Monday, February 7, 2011

Silky Dark Chocolate Truffles

I've been baking like it's going out of style lately.

There's a lot of chocolate-melting happening.

Can you tell?

This is my kitchen right now.

I go through a lot of butter, chocolate and sugar. I'm talking lbs of each per week. The sad part is that about 75% of that butter, chocolate and sugar ends up in my belly. Did I say "sad"? I meant scary. Man...

See the scale? I really think you should go out and get one. It's really useful for getting perfect results everytime. I'm a that means I'm a little crazy. But it also means that I weigh everything, kinda like this: 1/2 cup butter is 113 g, 1 cup sugar is 180 g, 1 cup flour is 160 g, 1/3 cup butter is 75 g and so on....

I love it.

Wanna know what I don't love? Doing the dishes.

Dishwashers are useless to a home baker. I mean the machine kinds...the manual labour kind is totally welcome! PS - I need new oven mits.

Putting my springform pans, french tart pans, baking trays, muffin pans and measuring cups in the dish washer is not an option for me. They're too precious.

I guess I'm saying that my hands and lower back are not as important to me as my baking tools are. Ouch.

Guess what though! Underneath all this I actually managed to make these luscious  
Dark Chocolate Truffles and I dressed them up for your Valentine.

They're the most incredibly delicious things you could ever make with only 3 ingredients.

I'm not kidding. Only 3 ingredients.

I bet you have some bittersweet chocolate in your pantry. If not now, then perhaps after Valentines' Day you will. My mom always gave me chocolate on V-Day. My mom's a sweetheart.

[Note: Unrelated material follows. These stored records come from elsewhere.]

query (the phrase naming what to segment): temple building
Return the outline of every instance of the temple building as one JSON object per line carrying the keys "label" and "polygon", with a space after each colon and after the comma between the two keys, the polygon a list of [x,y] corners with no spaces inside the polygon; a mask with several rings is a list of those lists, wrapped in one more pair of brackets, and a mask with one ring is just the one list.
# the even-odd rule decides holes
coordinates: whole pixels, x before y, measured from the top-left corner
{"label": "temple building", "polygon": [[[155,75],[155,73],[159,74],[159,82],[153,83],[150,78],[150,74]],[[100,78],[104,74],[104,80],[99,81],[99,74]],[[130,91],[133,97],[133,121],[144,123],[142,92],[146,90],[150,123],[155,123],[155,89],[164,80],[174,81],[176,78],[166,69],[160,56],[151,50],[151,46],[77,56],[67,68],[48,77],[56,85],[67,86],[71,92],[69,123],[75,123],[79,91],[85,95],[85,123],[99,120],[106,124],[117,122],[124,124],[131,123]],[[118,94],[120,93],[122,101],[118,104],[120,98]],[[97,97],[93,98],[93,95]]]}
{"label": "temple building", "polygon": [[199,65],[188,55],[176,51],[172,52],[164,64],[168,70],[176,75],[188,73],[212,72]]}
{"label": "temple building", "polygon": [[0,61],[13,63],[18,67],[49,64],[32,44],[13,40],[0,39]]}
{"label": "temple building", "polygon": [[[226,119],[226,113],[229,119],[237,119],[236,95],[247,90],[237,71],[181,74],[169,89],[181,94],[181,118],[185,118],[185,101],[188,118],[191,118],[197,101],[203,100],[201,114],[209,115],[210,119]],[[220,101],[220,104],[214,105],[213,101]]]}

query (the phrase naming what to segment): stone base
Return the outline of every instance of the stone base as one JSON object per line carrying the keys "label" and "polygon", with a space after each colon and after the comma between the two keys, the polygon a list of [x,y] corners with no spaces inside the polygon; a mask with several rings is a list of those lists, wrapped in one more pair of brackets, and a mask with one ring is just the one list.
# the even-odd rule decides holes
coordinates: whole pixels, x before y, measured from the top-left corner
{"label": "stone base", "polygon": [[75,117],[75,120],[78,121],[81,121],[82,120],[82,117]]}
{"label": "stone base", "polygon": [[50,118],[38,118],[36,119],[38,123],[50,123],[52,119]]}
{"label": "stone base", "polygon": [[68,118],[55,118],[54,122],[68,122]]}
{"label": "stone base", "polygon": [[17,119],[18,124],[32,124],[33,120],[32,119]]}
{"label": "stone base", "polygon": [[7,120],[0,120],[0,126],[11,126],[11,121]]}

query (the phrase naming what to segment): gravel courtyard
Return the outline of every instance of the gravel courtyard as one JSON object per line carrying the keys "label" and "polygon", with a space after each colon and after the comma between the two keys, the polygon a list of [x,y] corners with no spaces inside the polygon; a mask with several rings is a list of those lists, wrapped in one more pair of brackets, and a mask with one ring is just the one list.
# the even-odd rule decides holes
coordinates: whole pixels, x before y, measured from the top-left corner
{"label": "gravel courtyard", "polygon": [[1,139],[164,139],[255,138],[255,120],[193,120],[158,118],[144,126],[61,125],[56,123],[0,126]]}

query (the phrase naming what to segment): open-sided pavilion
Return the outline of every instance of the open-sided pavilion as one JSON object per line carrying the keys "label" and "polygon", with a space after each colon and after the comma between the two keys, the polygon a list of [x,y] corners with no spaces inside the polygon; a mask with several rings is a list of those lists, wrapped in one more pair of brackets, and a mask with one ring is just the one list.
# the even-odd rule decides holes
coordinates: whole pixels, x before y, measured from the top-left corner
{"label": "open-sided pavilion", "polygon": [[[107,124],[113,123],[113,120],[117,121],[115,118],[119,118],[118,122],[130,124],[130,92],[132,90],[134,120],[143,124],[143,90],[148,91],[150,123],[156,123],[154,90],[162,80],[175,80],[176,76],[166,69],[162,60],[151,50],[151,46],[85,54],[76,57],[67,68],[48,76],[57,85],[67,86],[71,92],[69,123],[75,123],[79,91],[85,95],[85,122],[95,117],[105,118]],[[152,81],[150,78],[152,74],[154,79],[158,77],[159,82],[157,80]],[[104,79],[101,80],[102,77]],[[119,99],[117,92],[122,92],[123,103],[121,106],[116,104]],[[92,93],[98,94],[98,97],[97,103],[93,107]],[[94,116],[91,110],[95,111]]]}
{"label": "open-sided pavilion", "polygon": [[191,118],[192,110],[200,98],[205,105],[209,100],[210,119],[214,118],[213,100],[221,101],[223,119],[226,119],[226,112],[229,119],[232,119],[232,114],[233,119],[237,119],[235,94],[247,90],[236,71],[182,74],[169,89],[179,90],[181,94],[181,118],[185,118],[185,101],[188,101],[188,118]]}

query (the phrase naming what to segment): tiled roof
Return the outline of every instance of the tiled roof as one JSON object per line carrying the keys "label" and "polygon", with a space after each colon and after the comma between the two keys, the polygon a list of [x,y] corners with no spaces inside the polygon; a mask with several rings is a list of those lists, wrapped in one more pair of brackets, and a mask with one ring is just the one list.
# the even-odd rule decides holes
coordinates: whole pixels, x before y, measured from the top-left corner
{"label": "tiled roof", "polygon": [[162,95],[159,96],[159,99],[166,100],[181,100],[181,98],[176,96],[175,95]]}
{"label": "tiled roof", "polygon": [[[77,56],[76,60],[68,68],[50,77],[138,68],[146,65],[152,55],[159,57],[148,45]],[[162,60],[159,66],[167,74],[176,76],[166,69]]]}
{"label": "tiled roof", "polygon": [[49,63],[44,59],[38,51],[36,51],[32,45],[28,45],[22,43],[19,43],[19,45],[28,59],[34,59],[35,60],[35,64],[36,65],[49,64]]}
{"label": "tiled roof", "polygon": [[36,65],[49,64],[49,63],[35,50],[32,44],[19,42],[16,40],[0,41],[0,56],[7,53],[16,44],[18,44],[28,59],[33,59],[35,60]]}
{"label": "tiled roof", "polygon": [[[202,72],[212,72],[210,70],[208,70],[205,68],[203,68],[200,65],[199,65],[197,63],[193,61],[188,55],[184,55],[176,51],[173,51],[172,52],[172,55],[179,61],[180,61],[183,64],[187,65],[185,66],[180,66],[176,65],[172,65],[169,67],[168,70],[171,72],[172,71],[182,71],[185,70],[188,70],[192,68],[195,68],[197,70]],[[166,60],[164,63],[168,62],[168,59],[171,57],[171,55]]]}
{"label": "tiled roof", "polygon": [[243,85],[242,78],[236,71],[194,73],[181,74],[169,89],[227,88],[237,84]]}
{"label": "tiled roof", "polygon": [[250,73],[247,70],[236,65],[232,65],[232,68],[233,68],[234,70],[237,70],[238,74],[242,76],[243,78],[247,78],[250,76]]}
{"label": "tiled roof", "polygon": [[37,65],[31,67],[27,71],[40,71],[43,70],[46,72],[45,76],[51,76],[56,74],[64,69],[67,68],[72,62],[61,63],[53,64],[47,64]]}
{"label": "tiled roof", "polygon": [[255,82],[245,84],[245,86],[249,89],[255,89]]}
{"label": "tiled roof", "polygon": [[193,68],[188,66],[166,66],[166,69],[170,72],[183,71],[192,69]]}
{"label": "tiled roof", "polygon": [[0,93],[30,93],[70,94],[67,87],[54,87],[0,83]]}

Bittersweet chocolate has a minimum of 70% cocoa solids...and cocoa solids refers to the ground up and defatted cocoa nibs that grow from the cocoa tree (Theobroma cacao).

You might have some 35% whipping cream in your fridge. No? If you don't then I bet you're low on milk anyway. So, when you run out to the store to get milk, grab some cream while you're at it. Please, thanks!

And if you have chocolate, then you probably have some cocoa powder too. So, good. We're all set.

All you need to make truffles is ganache. What the heck is ganache? It sounds like some sort of monster.

Wellllllllll......ganache is an emulsion of cream and chocolate. There's actually quite a bit of science that goes into it. The cream lowers the melting point of the chocolate so that it is lusciously silky and smooth at room temperature - it's probably the most remarkable texture on the planet. If you've ever had ganache turn gritty, grainy or separate on you, then you can learn why here.

These truffles start with equal parts of chocolate and cream. Here's a recipe to get you on your way to chocolate paradise:

Silky Dark Chocolate Truffles
6 oz bittersweet chocolate, very finely chopped
6 oz (3/4 cup) heavy 35% whipping cream
1/2 cup cocoa powder

Place chopped chocolate in a medium bowl. 

Bring cream to a boil in a small saucepot over medium-low heat and pour immediately over chopped chocolate. Let stand 5 minutes. Stir gently with a rubber spatula, starting in the center and working your way out to the edges until completely melted, smooth and glossy. 

Pour mixture into a shallow glass baking dish and let it stand at room temperature about 30 minutes. Refrigerate until firm and use a melon baller to scoop teaspoons of ganache into balls. Roll balls in cocoa powder to coat and keep refrigerated until ready to serve.

These truffles are super soft at room temperature, so they're best served cold or cool! Good luck eating just one.